To a security conscious DBA, this is insanity. Yes, you can lock down a Django app just like PostgREST in fact, and add some code to do SET ROLE and all that just like PostgREST, but no one does because the documentation on database setup in the Django does doesn't even mention superusers:

https://docs.djangoproject.com/en/3.2/ref/settings/#std:sett...

minusf · on Nov 30, 2021

let's not put it aside. i find it perfectly reasonable that the DB user django uses to connect to its own database has all privileges to that database.

there are ways to limit these privileges depending on the requirements both on django and postgres level, for example to have some read only users, etc.

don't google "Django Postgres Tutorial", the only django tutorial you need is the official django tutorial.

the djangocentral article discusses django superusers, not postgres ones. a django superuser has no postgres superuser privileges, they are 2 different things.

> Django does doesn't even mention superusers

of course it does not mention superusers because django does not recommend creating db superusers for security reasons and it mentions them only in connection with installing postgres extensions, and that is a limitation of postgres, not django.

in my professional opinion a run of the mill web application does not need row level security, setting up schema-wide privileges correctly is hard enough. but if one needs it, it's one google search away that some people have tried to do it with django as well, it's a postgres concept and as such can be implemented in any other framework connecting to it.

fluidcruft · on Nov 30, 2021

There's something to be said about layers of security providing redundancy to catch errors--that's part of what goes into highly reliable operations used in aerospace and health care. If you get the postgres wrong and that's all you're relying on, then that's all you've got. If you've got the same postgres wrapped in a more rigid validation then arguably there are more bugs that need to align for a mishap. Of course the flip side is that's even more complex and more difficult to implement.
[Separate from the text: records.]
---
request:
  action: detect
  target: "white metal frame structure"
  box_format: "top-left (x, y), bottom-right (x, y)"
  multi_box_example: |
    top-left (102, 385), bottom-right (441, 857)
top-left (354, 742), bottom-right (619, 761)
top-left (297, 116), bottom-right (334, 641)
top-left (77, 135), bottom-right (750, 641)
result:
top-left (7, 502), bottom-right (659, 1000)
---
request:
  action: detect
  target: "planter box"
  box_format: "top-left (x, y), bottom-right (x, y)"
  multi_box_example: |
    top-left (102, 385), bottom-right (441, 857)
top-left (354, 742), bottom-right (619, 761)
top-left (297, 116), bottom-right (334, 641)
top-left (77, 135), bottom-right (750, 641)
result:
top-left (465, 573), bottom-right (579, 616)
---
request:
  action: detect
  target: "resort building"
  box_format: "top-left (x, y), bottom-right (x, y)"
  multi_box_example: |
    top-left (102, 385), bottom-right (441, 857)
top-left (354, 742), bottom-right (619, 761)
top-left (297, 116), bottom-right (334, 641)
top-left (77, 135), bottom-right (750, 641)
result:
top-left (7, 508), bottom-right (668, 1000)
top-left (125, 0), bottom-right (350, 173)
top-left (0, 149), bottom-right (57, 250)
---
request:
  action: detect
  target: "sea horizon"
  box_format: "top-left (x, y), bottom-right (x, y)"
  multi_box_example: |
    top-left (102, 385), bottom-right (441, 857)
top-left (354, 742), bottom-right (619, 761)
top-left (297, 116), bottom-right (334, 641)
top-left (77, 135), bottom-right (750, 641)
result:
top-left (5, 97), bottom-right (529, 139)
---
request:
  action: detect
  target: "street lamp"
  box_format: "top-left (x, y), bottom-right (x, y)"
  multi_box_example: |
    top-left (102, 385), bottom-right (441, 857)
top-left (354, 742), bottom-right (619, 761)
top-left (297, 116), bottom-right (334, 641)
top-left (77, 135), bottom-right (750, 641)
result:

The reality is people probably tend to skimp on the postgres layer's security if they're burying it deep under other things. Whether you're focusing on the postgres layer or some higher later (python or whatever), that's still just one layer of protection.

sigstoat · on Nov 30, 2021

> If you've got the same postgres wrapped in a more rigid validation then arguably there are more bugs that need to align for a mishap.

> The reality is people probably tend to skimp on the postgres layer's security if they're burying it deep under other things.

so the reality is, they don't have layers. they'll have one security layer.

best to put it in postgres, where other folks who aren't in a hurry to deploy the feature your boss wants, have tested the security model.